Coca-Cola introduced four new fruit-flavored versions of Diet Coke this week in an effort to entice former soda drinkers and LaCroix-guzzling seltzer lovers.
The new flavors — Feisty Cherry, Twisted Mango, Ginger Lime and Zesty Blood Orange — are sold in slimmer, redesigned cans. They were launched as part of the beverage company's endeavor to offset slumping Diet Coke sales, which have steadily declined since the height of soft-drink consumption in the mid-2000s.
According to Beverage Digest, while Diet Coke is still the second most popular soda in the U.S. (Coke tops the list), sales of the drink have fallen every year since 2006. Derek Thompson, a senior editor for The Atlantic, told WBUR's Here & Now that the decline is part of a broad shift toward bottled water, flavored seltzer and energy drinks. Thompson calls this latest rebranding a "moment of panic" for the beverage company.
"Everything that people wanted out of Diet Coke up till say 2000 [to] 2005 has essentially just been outsourced to other beverages that seem to be doing the same thing better," he says, in reference to the hydration, energy and fizzy aspects of soft drinks.
The abandonment of Diet Coke highlights a change in American drinking tastes, Thompson says. The amount of bottled water consumed in the U.S. surpassed soda for the first time ever in 2016, according to data from Beverage Marketing Corporation.
Soda consumption has also dropped because more people are now looking to coffee for a caffeine fix. At the peak of soda's popularity, soft drinks outsold coffee by a three-to-one margin in the U.S. By the 2020s, industry analysts predict coffee sales will outpace soda.
Coca-Cola says the new fruit flavors are also an attempt to capture the tastes of young people, who have boosted sales of flavored sparking water, such as LaCroix, Polar and Sparkling Ice, by more than 10 percent each year.
"We're modernizing what has made Diet Coke so special for a new generation," Rafael Acevedo, Coca-Cola North America's group director for Diet Coke, said in a statement. "Millennials are now thirstier than ever for adventures and new experiences, and we want to be right by their side."
The issue may also be less about Diet Coke and more about the health risks of soda in general and artificial sweeteners, Thompson says. Research has shown drinking diet soda every day can put people at a higher risk of stroke and other vascular problems.
"There is a growing consumer focus on health that has hurt soda's domination," he says. "In many ways, the 'diet' in diet soda used to be an attractor. You drank this because you wanted to be thin. But now the concept of a diet cola seems paradoxical and wrong to a lot of today's drinkers."
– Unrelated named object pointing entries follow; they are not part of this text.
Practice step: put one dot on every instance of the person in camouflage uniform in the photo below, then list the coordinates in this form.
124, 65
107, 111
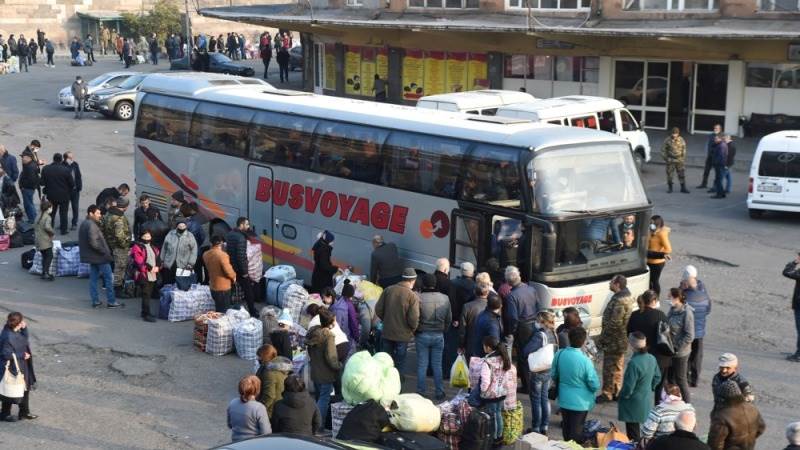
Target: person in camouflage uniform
674, 152
117, 232
613, 340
Coca-Cola is also likely to face challenges in getting current Diet Coke drinkers to try to the new flavors. The company, which alienated customers in 1985 with a reformulated version of Coke, said it tested more than 30 flavor combinations before introducing the new products.
"I am very much a Coke product purist, especially when it comes to Diet Coke," Ayana Lage, a 24-year-old writer from Fort Lauderdale, Fla., told The Wall Street Journal. "The chances of me branching out are slim to none."